I made a resolution earlier this year to post smaller updates more frequently, to keep myself expressing myself in public. I haven't done a good job of this in the last couple of months, but am also keenly aware that Google has kept the contents of this blog in its sandbox for the last 5 years and refuses to index most of the entries on this site. Hence, I've become more cognizant of the fact that efforts spent writing on here are going into the proverbial bitbucket. The half a dozen or so people reading this probably don't need daily updates from me. So it goes.

From an epistemological point of view, let's break the work up into two parts: that of establishable, observable facts, and that of more murky topics that are impossible to prove.

In the first part, there are some things we can establish according to basic accepted constructs about reality. The sky is of a hue that we call blue. There is a number 1, and if you add it to itself, you get a second number 2. And so on. You can get philosophically difficult and dispute the premises of these claims, thereby challenging the claims themselves. If you go that route, have fun. Just leave me the f*ck out of it.

In the second part, there are claims which can be argued endlessly, but the truth of which is murky and impossible to prove with absolution. Perfect example: as long as our modern civilization has existed, there have been people who claim that civilization is in decline and/or about to come crashing down. Eventually a generation of people, or a group within a generation, will be vindicated in their beliefs in this regard. Until that happens, the reality of the decline of civilization is something that can only be debated, and cannot definitively established, conclusively, with evidence.

This is not a post about religion, but, as I so often do, I'm going to use that particular subject as a means of making an ancillary point, due to that subject's universality.

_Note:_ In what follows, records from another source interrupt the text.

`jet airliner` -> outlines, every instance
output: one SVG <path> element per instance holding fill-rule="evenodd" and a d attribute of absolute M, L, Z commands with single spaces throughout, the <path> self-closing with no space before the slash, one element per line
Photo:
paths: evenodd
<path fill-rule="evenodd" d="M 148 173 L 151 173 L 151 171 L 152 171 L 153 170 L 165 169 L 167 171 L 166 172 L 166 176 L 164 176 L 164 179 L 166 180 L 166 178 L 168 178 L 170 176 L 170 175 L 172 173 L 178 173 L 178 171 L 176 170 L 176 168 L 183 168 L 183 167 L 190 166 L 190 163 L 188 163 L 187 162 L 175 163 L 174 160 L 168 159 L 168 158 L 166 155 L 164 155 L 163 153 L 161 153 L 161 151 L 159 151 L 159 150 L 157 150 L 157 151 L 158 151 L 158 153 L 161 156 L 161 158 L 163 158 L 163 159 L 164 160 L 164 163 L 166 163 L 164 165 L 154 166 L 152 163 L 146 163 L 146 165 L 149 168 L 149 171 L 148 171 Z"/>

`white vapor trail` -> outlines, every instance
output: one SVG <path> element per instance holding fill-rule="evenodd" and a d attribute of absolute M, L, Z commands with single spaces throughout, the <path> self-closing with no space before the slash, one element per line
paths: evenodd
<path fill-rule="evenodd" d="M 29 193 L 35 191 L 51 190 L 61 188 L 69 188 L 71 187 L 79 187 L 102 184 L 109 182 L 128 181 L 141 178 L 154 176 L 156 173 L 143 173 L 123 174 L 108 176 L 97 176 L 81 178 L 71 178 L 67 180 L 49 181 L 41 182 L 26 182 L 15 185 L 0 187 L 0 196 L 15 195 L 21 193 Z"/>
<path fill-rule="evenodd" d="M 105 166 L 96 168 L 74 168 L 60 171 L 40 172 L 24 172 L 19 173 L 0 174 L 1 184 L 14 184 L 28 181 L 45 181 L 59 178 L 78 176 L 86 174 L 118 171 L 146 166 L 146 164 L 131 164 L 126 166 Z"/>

I have a distant family member who has attempted to convince me that Calvinism and its tenets are the one truly correct interpretation of Christianity. I can't possibly do justice to Calvinism in a sentence or two, but it boils down to the doctrine of election, or something more broadly referred to as predestination. Whether you go to heaven or hell after you die is decided by God prior to your ever being born. There is nothing you can do, say, believe, etc, in your lifetime that will alter this particular outcome. You might choose to live a sinful life, but the Holy Spirit may come upon you and save you on your deathbed. You may live a righteous life, but it turns out that salvation just wasn't in the cards for you.

Now, if you happen to be a Christian and you're shopping for a theology you can subscribe to, is this the "correct" one? I have no idea. I certainly cannot say that it is not true. It could very well be exactly the way the world has been planned out by God. This is one of those things that cannot be definitely proven.

Politically, I self-identify as a centrist, meaning that I happily pick and choose perspectives from both sides of the political spectrum as they resonate with me. I'm not a Libertarian, but one idea I take from Libertarianism is the idea of personal responsibility. While there are societal injustices that need remedying, at a systemic level, I believe one should live with a focus on the things that one can control. You make the best play you possibly can, given the hand that you have been dealt. (If COVID has taught us nothing else, it's that pure Libertarian philosophy is at best incomplete, because we've all come to understand that no person is an island.)

So, is Calvinism "true"? I cannot say. What I can say is that I would never choose to live my life as though it were true. To say that your ultimate fate is entirely outside of your own hands is to abdicate all responsibility that you have for your existence.

To me, this is untenable. One cannot prove Calvinism as the One True Doctrine, so there is no reason to favor this particular interpretation over any of its alternatives. My rejection of it is therefore consequentialist. The actions that generally follow from believing you cannot control your destiny are irresponsible ones. I could not, in good conscience, raise my (hypothetical) children to believe such a thing because it's too easy to use its creeds to dodge being accountable for what you do in life.

Where ambiguity reigns, where definitive proof of one idea over another is effectively impossible, there one has the option to select beliefs based on their implications. Is civilization in decline? Is the United States politically corrupt beyond all redemption, with fraudulent elections and authoritarian leaders instilled under the guise of democracy? Did the government have something to do with the attacks of 9/11? Is the country economically on its way to being a second- or third-world country, due to a decades-long procession of short-sighted decisions of our business leaders?

Maybe so. Perhaps all of the above are true. (I don't happen to think so.) But, even if they were all true, I do not care. I would never choose to live my life acting as if any of them are true. This has more to do with the implications of focus of attention than truth. I refuse to install the malware of learned helplessness onto my brain's spinning disks. Nor do I see any benefit of trying to ingrain these ideas into others.

This is, naturally, not anything resembling a new idea. Camus opened his Myth of Sisyphus with: "There is only one truly serious philosophical problem, and that is suicide. Deciding whether your own life is or is not worth living amounts to answering the fundamental question of philosophy." Perception is reality. Hence it is within our power to choose our reality, and the reality we share with others. Proceed mindfully.